Mesele romantizmi kaldırmayacak kadar vahimdir ve önlem alınmadan geçen her gün telafisi güç zararlara neden olabilecektir.
Burada sorun ceza ehliyeti yaş sınırında odaklanmaktadır.
TCK’nun 31-(1) maddesinde fiili işlediği sırada oniki yaşını doldurmamış olan çocukların ceza sorumluluğu bulunmadığı hükme bağlanmıştır. Kanunun (3) maddesinde (Değişik: 29/6/2005 – 5377/5 md.) Fiili işlediği sırada onbeş yaşını doldurmuş olup da onsekiz yaşını doldurmamış olan kişiler hakkında suç, ağırlaştırılmış müebbet hapis cezasını gerektirdiği takdirde onsekiz yıldan yirmidört yıla; müebbet hapis cezasını gerektirdiği takdirde oniki yıldan onbeş yıla kadar hapis cezasına hükmolunur. Diğer cezalar üçte biri indirilir ve bu hâlde her fiil için verilecek hapis cezası oniki yıldan fazla olamaz. Hükümleri yer almaktadır.
Oysa Ceza ehliyeti yaş sınırı çeşitli ülkelerde farklı olarak uygulanmaktadır;
Sözgelimi; “Avustralya (Tazmanya), Bengaldeş, Kıbrıs Rum Kesimi, Gana, İrlanda, Ürdün, Kuveyt, Lübnan, Pakistan, Sudan, Suriye ceza ehliyetini ceza ehliyetini 7 yaşından;
Sri Lanka, İskoçya 8 yaşından;
Irak, Filipinler 9 yaşından;
Avustralya (birçok eyaleti), Nepal, Yeni Zelanda, Nikaragua, İngiltere 10 yaşında;
Kanada, Kore, Uganda 12 yaşından;
Cezayir, Çad, Fransa, Polonya, Tunus 13 yaşından;
Bulgaristan, Çin, Almanya, Macaristan, İtalya, Japonya, Libya, Romanya, Rusya, Vietnam, 14 yaşından;
Danimarka, Mısır, Finlandiya, Norveç, İzlanda, Peru, Sudan, İsveç 15 yaşından başlatmaktadır”
(Kaynak; Prof.Dr.

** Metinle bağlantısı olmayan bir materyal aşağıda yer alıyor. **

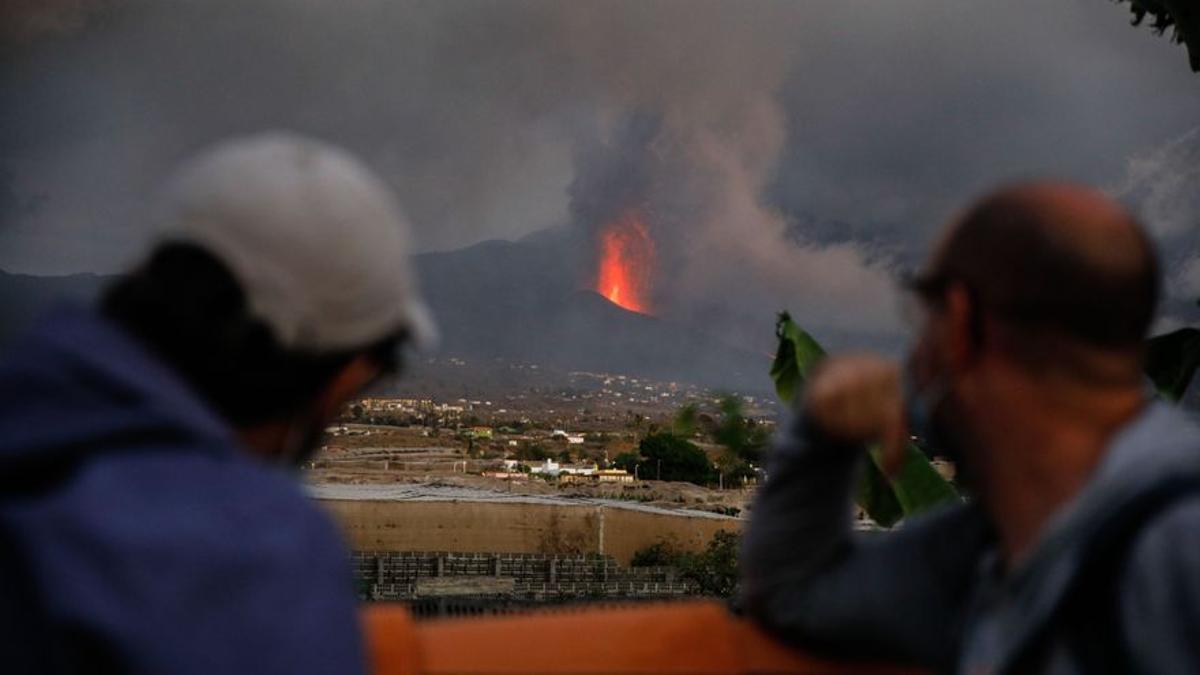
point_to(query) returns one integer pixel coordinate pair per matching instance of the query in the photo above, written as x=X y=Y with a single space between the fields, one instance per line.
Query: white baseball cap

Oğuz POLAT/Çocuk suçluluğu) © www.kriminoloji.com 2002)
Ülkemizde de benzer bir düzenlemeye gidilmesi mümkündür.
Sonuç olarak suça sürüklenen çocuk yoktur, suç işlemiş çocuk vardır.
Bu gerçeğin peşinen kabulü ile başlatılacak sistemli, programlı, kararlı çalışma ve uygulamalarla bir yandan caydırıcılık sağlanırken diğer yandan suç işleyen çocuk sayısının azaltılması mümkündür.
Aksi takdirde her yıl sayıları artan çocuk suçlularla ilgili üçüncü sayfa haberlerini okumaya devam ederiz.